Les jeux vidéos peinent le plus sur ces choix. Bien sûr, dans les jeux à quête, je peux choisir de faire telle ou telle quête, dans tel ou tel ordre, et cela peut avoir un impact limité sur le reste de l'histoire. Certains jeux vidéos ont essayé, avec plus ou moins de succès, de proposer des choix dramatiques. Je pense à Fable, à Mass Effect ou plus récemment à Life is Strange. Mais il me semble qu'aucun jeu vidéo ne donne le même échantillon de choix narratifs qu'une partie de jeu de rôle.

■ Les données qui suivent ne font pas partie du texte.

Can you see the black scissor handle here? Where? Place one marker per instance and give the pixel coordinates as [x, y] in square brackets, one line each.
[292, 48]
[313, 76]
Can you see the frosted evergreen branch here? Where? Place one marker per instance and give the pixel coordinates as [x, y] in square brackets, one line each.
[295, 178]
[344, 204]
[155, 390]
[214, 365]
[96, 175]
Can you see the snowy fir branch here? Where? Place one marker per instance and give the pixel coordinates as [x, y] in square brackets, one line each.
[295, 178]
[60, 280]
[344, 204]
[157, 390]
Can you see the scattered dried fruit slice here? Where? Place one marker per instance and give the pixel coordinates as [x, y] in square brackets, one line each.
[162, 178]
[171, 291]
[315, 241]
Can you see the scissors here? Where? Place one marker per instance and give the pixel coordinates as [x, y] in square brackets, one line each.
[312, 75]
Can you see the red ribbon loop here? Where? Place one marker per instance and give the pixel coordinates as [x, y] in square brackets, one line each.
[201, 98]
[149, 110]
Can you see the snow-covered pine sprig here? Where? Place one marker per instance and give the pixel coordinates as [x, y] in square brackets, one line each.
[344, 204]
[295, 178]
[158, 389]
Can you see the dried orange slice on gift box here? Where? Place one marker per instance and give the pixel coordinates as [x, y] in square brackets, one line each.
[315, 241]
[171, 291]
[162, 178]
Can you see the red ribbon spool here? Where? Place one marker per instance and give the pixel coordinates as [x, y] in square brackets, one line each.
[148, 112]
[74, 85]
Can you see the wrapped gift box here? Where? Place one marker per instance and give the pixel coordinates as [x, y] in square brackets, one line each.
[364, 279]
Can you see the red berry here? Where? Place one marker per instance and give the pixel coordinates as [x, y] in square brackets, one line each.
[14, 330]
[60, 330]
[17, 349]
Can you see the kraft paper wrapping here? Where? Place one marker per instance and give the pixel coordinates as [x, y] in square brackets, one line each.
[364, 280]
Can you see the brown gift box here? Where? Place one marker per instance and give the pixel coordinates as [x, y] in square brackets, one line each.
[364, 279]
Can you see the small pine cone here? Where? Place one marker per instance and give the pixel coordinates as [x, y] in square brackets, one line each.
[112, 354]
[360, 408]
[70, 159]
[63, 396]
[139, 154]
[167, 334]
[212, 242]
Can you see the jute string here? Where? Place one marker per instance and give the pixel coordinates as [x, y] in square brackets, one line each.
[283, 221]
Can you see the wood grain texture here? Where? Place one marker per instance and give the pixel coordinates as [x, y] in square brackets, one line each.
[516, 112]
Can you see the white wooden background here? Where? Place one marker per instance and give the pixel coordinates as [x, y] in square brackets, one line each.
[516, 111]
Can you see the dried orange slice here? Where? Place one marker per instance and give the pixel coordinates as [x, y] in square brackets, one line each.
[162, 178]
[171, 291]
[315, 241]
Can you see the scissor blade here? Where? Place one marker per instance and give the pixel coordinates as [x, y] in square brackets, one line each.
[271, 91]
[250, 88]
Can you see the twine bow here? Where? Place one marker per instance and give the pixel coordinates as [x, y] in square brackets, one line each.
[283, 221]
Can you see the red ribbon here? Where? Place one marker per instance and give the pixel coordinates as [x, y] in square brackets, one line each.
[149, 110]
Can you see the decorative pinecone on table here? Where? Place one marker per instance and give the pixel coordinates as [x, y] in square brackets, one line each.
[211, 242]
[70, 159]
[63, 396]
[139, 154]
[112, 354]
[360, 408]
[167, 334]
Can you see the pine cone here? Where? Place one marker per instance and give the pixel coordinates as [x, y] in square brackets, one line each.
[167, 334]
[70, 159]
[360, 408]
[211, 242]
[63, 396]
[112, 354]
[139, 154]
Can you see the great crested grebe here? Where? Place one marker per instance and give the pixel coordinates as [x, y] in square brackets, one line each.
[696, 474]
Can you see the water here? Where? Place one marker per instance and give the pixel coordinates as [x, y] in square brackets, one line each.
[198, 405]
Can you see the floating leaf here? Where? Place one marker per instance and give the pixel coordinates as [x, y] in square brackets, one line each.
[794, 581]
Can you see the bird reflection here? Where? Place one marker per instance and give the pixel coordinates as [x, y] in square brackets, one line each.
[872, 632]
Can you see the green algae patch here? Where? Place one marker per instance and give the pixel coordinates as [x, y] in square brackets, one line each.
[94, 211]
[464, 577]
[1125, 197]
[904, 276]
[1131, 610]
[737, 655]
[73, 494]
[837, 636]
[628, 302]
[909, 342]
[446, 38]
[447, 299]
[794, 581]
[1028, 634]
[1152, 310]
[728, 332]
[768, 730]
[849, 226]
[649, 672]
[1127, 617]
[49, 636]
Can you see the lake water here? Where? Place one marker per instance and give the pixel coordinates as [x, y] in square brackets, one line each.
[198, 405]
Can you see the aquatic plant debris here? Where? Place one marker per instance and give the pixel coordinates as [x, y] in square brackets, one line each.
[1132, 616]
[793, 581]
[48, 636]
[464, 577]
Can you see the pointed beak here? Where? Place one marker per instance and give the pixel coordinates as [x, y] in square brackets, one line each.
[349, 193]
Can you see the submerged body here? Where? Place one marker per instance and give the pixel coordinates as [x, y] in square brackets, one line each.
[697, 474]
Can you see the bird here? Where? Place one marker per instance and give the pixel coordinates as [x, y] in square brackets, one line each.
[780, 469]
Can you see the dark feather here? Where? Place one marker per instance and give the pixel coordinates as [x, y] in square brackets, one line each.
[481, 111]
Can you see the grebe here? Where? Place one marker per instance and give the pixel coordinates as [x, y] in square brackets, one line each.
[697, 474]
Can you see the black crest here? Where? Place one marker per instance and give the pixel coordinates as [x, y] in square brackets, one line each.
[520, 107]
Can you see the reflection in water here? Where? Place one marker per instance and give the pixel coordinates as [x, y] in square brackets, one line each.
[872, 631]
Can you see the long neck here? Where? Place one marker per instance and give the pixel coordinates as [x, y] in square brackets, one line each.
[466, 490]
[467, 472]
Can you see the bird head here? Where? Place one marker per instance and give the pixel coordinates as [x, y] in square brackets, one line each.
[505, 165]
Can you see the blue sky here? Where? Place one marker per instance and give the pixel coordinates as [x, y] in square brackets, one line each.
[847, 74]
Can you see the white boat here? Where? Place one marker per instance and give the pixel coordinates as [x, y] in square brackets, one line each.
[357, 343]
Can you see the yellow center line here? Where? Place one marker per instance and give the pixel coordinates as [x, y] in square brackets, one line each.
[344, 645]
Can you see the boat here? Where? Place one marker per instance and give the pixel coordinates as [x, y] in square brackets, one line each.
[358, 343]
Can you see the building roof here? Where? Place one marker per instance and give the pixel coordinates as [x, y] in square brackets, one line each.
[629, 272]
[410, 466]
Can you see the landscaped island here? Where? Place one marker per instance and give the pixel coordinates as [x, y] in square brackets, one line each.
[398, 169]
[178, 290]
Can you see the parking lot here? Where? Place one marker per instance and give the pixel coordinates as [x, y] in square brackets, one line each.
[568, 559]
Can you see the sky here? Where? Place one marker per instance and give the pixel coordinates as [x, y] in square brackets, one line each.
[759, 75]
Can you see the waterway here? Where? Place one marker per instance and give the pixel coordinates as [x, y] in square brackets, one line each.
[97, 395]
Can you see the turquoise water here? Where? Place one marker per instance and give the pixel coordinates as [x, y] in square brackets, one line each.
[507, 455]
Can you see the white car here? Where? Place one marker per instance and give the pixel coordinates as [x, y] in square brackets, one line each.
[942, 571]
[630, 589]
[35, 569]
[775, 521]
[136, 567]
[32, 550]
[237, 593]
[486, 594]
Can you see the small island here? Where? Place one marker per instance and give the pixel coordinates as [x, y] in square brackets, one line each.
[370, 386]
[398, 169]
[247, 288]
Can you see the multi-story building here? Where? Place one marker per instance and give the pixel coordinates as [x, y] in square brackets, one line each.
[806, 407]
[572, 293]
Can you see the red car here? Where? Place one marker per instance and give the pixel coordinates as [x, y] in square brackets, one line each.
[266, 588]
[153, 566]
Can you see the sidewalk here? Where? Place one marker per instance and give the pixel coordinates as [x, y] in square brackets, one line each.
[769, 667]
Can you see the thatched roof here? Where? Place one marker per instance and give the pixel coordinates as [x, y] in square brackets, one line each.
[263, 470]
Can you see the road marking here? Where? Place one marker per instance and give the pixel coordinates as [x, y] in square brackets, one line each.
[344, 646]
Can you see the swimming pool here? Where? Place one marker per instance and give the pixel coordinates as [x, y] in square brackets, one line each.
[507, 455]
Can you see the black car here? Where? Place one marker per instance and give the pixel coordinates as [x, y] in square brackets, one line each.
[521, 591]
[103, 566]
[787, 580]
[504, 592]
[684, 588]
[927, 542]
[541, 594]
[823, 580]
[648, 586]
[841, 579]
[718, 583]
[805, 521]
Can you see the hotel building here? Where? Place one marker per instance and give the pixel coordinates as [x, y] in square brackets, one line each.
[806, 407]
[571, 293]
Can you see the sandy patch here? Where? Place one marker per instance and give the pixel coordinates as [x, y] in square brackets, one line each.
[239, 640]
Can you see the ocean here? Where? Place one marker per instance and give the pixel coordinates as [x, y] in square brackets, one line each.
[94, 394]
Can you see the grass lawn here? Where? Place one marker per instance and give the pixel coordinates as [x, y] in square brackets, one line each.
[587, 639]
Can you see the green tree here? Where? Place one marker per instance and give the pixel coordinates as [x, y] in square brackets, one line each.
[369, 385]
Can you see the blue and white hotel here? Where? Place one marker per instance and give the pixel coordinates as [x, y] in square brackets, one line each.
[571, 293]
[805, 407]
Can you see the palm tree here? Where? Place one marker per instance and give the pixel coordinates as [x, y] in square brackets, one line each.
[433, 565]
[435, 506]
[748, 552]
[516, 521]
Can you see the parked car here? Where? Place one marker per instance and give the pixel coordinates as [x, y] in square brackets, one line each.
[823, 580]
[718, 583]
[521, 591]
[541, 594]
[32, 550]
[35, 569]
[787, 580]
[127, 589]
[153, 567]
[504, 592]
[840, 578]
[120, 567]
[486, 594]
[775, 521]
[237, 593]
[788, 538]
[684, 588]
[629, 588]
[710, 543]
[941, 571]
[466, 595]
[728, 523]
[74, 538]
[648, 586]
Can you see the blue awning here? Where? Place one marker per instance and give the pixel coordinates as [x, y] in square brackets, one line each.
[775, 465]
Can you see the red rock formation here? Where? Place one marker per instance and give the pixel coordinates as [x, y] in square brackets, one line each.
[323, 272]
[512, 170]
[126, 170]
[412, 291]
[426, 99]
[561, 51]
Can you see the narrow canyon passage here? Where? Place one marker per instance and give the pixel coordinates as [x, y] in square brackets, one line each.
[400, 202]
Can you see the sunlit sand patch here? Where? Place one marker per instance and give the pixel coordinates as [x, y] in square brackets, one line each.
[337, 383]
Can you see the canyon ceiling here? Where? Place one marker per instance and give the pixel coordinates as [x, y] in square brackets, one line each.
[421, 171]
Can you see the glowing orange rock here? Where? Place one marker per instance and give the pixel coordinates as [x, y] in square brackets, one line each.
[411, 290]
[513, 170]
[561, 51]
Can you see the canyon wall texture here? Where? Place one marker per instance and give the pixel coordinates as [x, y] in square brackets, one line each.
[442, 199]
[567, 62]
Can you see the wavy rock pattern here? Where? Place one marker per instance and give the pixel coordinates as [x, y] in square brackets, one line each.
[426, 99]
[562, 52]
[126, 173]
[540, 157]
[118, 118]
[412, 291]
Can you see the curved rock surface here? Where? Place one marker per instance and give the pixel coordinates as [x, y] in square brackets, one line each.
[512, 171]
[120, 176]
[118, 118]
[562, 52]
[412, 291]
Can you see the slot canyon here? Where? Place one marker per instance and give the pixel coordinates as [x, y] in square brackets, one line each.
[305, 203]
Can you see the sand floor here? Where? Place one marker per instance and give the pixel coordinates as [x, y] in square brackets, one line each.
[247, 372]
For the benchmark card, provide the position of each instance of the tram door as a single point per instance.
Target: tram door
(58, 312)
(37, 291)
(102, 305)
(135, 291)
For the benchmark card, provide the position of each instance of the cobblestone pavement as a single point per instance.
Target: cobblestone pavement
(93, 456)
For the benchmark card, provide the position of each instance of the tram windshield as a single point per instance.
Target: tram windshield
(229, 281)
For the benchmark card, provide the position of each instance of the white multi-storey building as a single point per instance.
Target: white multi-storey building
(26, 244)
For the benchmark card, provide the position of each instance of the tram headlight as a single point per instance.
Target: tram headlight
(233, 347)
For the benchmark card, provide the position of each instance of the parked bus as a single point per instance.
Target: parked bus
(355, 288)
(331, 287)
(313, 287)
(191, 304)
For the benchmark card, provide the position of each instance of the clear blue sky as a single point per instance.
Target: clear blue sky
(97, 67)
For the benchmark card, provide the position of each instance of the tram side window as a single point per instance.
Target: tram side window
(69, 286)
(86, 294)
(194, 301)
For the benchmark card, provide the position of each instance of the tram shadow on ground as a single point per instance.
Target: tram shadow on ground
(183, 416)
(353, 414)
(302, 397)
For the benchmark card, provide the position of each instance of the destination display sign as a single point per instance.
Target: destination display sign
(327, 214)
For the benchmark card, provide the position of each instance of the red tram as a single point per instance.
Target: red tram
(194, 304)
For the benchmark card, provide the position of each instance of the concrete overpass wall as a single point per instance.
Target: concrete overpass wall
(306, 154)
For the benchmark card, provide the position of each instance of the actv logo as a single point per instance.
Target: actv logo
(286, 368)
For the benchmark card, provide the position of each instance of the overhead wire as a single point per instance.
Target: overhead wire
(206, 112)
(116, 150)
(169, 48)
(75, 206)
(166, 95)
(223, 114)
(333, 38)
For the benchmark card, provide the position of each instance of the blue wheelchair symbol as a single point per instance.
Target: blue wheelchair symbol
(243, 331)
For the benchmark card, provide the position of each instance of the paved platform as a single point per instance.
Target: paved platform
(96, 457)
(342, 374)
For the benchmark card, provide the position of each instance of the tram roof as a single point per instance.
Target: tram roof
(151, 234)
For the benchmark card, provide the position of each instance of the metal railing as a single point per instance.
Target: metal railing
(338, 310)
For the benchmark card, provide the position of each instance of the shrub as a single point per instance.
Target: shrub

C'est du moins ce dont j'essaie de me convaincre. Une partie de jeu de rôle offre-t-elle toujours un large éventail de choix narratifs ? On essaie souvent de "faire le scénar", comme on dit. Dans un jeu de rôle à mission ou dans un jeu de rôle d'enquête, mon objectif est d'abord d'accomplir la mission ou de trouver le coupable. Mes choix narratifs sont donc forcément limités.

Voilà, plus je creuse le sujet, plus il me vient de choses à dire. Mais l'heure tourne, et je prendrais bien un thé. L'occasion de continuer sur le sujet une autre fois…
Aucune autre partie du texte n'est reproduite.